New releases of Linux distributions tend to occur more rapidly than new releases of Windows or Mac OS X. New Linux distro releases have the latest versions of the Linux kernel, as well as the most up-to-date versions of useful open-source software programs. In other words, cool stuff. Nevertheless, upgrading is always fraught with a little danger. My main development computer here at EP Studios, SuperSluggo, was laboring a bit under the burden of a version of OpenSuse that was a little out of date: version 11.2 as opposed to the latest version 11.4. I was starting to get an annoying message whenever I started VirtualBox. Some new version was available, but not for OpenSuse 11.2. I would need 11.3 or 11.4 to upgrade. Well, I could live with the old version, but, looking at the OpenSuse documentation, it appeared it was possible to perform a “distribution update” over the Internet, with minimal risk. My home directory is mounted on a separate partition from the root partition — which I highly recommend — so that an upgrade should not mess up any of my personal data. So, following the instructions, I went ahead and started upgrading from 11.2 to 11.3.
In the process, I changed my non-OpenSuse repositories to their respective 11.3 versions as well. The documentation suggested doing this, though noting there was a certain danger in including non-OpenSuse repositories.

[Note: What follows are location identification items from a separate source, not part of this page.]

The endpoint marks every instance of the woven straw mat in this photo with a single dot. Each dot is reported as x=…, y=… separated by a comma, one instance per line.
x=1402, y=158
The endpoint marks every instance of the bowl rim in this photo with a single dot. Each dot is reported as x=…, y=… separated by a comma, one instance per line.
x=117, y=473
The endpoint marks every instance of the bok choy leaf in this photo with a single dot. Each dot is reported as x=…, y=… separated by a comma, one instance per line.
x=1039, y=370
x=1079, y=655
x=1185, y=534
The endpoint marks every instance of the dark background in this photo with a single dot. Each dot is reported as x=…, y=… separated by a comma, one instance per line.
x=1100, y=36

Blithely ignoring this, I went ahead with the upgrade. About a half-hour into it, I got an error message, with an old-fashioned “abort-retry-ignore” set of options. The default reponse was “abort.”
Since the days of floppy disks, when this message first appeared, I never really understood what the right response was. In retrospect I should have chosen “ignore,” and I’m sure the upgrade would have skipped over this file and continued. Instead, for unknown reasons I chose the default choice of “abort” which promptly aborted (duh) the upgrade and returned me to the command line.
So I had a partially upgraded system on my hands. Probably the only way to rescue this situation would have been to rerun the upgrade from the beginning. Instead I did the stupidest thing possible (I’m writing this so others don’t follow in my footsteps). I rebooted the computer.
Of course, when it rebooted, it couldn’t find the boot partition, and so I was stuck. By this point I was ready to give up on OpenSuse. Time for a change! I had a Ubuntu 11.04 USB stick which I had used to install Ubuntu on my laptop. I used to it boot into Ubuntu. I checked which partitions were which, then set up a custom installation, preserving my /home folder. Ubuntu installed nicely. I was able to install the set of programs I am used to (e.g. Eclipse, Qt Creator, Emacs, TvTime, Vlc, VirtualBox and others), and with some minor tweaking got everything working. Amazingly, after installing VirtualBox, all the virtual OSes I had previously installed (including WinXP and Win7) worked just fine. I then went ahead and updated 11.04 to 11.10 without any problem. I actually like the new Unity interface. On my laptop, it saves an extra line on the screen, which is important with a 16:9 screen.
So goodbye OpenSuse, the first Linux distribution I ever tried (don’t feel too bad, it’s still running on the kitchen computer, MediumHeadBoy), and hello Ubuntu.